In [1]:
import json
import os
from glob import glob
import re
import numpy as np

In [2]:
import spacy
from scispacy.umls_linking import UmlsEntityLinker
NER_tagger = spacy.load('en_ner_jnlpba_md')
linker = UmlsEntityLinker(resolve_abbreviations=True)
NER_tagger.add_pipe(linker)



In [3]:
from transformers import *
# load bert tokenizer
bert_dir = 'allenai/scibert_scivocab_uncased'
tokenizer = BertTokenizer.from_pretrained(bert_dir)

In [4]:
import pandas as pd

# df that map CUI to STY
with open('umls_data/MRSTY.RRF','r') as f:
    lines = [line.split('|')[:-1] for line in f.readlines()]

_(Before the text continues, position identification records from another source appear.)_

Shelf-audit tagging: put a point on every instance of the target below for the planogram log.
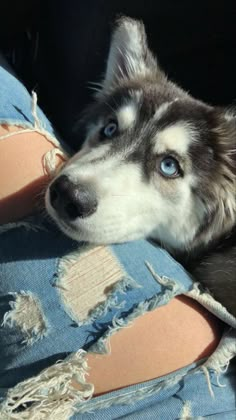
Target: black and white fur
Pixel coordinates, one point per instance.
(192, 215)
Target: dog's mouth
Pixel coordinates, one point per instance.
(69, 202)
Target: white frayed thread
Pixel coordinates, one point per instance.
(162, 280)
(26, 314)
(49, 159)
(220, 359)
(186, 412)
(37, 124)
(208, 379)
(51, 394)
(208, 301)
(148, 305)
(26, 225)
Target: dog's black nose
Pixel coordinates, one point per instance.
(71, 201)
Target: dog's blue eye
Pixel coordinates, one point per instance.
(110, 129)
(169, 167)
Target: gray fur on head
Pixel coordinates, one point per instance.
(190, 214)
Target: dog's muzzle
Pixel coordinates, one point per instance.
(71, 201)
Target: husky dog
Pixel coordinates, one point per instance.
(155, 163)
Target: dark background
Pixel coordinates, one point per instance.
(58, 46)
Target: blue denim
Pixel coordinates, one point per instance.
(43, 337)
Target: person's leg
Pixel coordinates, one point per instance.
(22, 172)
(56, 299)
(29, 150)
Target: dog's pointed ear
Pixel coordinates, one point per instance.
(129, 55)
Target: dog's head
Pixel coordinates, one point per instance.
(155, 162)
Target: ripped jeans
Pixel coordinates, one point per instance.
(50, 317)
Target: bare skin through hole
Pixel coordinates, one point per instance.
(157, 343)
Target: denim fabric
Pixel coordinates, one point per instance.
(43, 334)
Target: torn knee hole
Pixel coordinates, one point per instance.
(26, 315)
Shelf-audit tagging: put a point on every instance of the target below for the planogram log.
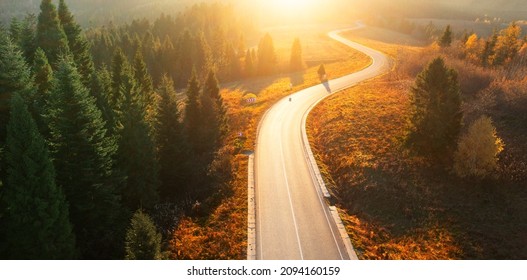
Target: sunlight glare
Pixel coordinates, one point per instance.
(293, 6)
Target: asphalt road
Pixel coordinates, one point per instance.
(292, 219)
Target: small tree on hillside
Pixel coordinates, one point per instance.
(143, 242)
(436, 104)
(296, 62)
(446, 38)
(478, 150)
(322, 72)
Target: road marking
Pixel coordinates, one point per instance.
(290, 200)
(303, 135)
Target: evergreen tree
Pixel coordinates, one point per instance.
(219, 120)
(37, 222)
(446, 38)
(185, 61)
(171, 143)
(15, 30)
(192, 114)
(322, 72)
(101, 87)
(201, 54)
(296, 62)
(15, 77)
(436, 104)
(50, 35)
(43, 75)
(488, 50)
(143, 242)
(77, 43)
(137, 155)
(249, 64)
(120, 68)
(143, 80)
(28, 43)
(266, 56)
(233, 67)
(83, 154)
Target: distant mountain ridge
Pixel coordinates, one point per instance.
(97, 11)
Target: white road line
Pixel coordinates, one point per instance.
(315, 181)
(290, 200)
(259, 211)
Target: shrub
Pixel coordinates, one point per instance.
(478, 150)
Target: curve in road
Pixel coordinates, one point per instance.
(293, 221)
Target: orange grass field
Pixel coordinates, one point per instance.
(222, 234)
(398, 206)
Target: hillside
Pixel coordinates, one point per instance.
(92, 12)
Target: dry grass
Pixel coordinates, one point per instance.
(222, 233)
(397, 206)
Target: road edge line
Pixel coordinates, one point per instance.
(251, 212)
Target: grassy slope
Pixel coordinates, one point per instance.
(396, 206)
(222, 233)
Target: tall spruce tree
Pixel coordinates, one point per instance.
(50, 35)
(15, 77)
(446, 38)
(77, 43)
(296, 62)
(143, 80)
(172, 147)
(249, 64)
(143, 242)
(266, 56)
(436, 103)
(192, 114)
(84, 154)
(28, 43)
(43, 75)
(120, 67)
(37, 222)
(137, 155)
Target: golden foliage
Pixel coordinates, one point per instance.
(478, 150)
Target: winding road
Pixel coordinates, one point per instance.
(293, 221)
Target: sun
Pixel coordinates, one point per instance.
(293, 6)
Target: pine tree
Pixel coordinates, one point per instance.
(446, 38)
(171, 143)
(219, 120)
(43, 75)
(143, 80)
(143, 242)
(192, 114)
(37, 219)
(15, 30)
(296, 62)
(137, 155)
(249, 64)
(77, 43)
(50, 35)
(83, 155)
(28, 43)
(266, 56)
(201, 56)
(185, 58)
(119, 69)
(322, 72)
(15, 77)
(436, 103)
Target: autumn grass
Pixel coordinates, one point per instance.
(399, 206)
(222, 232)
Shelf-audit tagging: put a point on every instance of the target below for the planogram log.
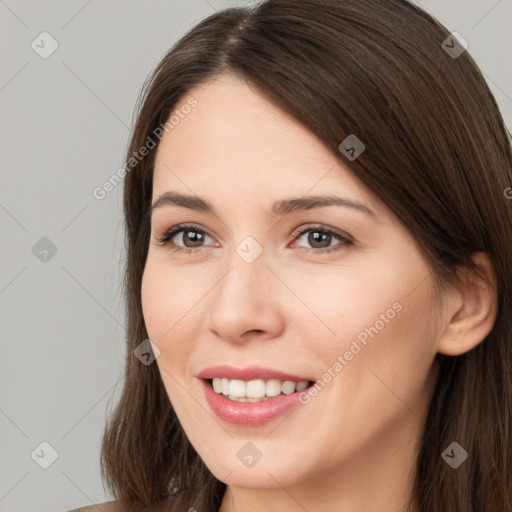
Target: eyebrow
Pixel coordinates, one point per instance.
(282, 207)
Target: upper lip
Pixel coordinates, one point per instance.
(249, 373)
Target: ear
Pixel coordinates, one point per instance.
(471, 310)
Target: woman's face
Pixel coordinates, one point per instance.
(352, 309)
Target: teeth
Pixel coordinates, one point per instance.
(255, 390)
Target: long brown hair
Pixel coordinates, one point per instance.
(437, 153)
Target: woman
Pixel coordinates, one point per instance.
(318, 248)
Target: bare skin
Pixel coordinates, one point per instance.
(354, 446)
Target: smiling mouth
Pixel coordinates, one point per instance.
(257, 390)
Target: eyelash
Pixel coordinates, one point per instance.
(170, 233)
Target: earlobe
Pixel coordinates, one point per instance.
(472, 309)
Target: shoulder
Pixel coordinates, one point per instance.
(108, 506)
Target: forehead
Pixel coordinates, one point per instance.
(235, 142)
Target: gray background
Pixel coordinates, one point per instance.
(65, 124)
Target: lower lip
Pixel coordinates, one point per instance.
(249, 414)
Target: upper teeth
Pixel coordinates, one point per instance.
(255, 389)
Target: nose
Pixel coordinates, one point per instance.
(245, 302)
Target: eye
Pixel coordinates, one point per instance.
(190, 235)
(321, 237)
(193, 237)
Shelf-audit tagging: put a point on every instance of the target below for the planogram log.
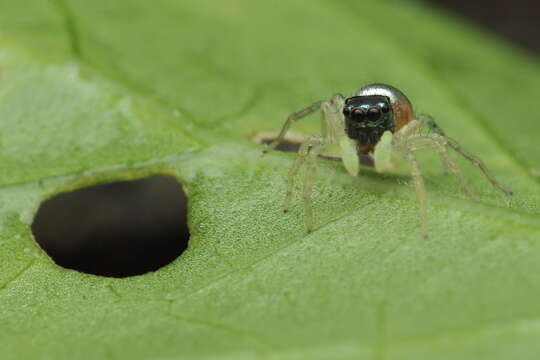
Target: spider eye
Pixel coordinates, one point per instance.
(373, 114)
(358, 114)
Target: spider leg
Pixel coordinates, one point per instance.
(479, 163)
(451, 165)
(309, 180)
(440, 144)
(308, 153)
(420, 188)
(290, 120)
(453, 144)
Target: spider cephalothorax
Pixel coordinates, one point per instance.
(379, 121)
(367, 118)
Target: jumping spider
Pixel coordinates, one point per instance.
(378, 121)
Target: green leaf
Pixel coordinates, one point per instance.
(101, 91)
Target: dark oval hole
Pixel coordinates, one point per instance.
(117, 230)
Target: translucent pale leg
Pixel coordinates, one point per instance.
(453, 144)
(420, 190)
(451, 165)
(290, 120)
(309, 151)
(439, 143)
(479, 163)
(309, 180)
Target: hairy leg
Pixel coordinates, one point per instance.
(308, 151)
(439, 143)
(420, 190)
(453, 144)
(309, 180)
(290, 120)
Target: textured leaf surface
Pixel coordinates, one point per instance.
(100, 91)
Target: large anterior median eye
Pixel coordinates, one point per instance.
(373, 114)
(358, 114)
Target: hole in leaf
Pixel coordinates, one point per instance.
(117, 230)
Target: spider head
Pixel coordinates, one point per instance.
(367, 117)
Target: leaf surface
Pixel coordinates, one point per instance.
(102, 91)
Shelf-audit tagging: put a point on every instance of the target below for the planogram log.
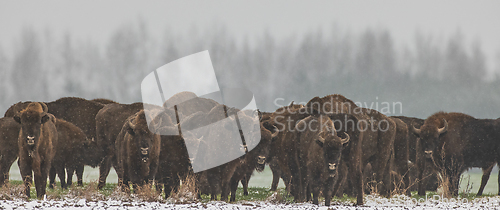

mapping_df = pd.DataFrame(lines,columns=['CUI','TUI','STN','STY','ATUI','CVF'])
mapping_df.head()

Unnamed: 0,CUI,TUI,STN,STY,ATUI,CVF
0,C0000005,T116,A1.4.1.2.1.7,"Amino Acid, Peptide, or Protein",AT17648347,256
1,C0000005,T121,A1.4.1.1.1,Pharmacologic Substance,AT17575038,256
2,C0000005,T130,A1.4.1.1.4,"Indicator, Reagent, or Diagnostic Aid",AT17634323,256
3,C0000039,T109,A1.4.1.2.1,Organic Chemical,AT45562015,256
4,C0000039,T121,A1.4.1.1.1,Pharmacologic Substance,AT17567371,256


In [5]:
#create mapping from CUI to STY
CUI2STY_mapping = mapping_df.groupby('CUI').STY.apply(set).to_dict()

In [6]:
max_length=230
dummy_span = None

In [7]:
def filter_protein_entities(entities):
    '''
    Feed a list of entities, and return the span of those whose type is proein
    '''
    # store the start and end of each mapped entity
    document_entities = []
    for entity in entities:
        if len(entity._.umls_ents ) > 0:
            # umls mapping
            best_matched_CUI, score = entity._.umls_ents[0]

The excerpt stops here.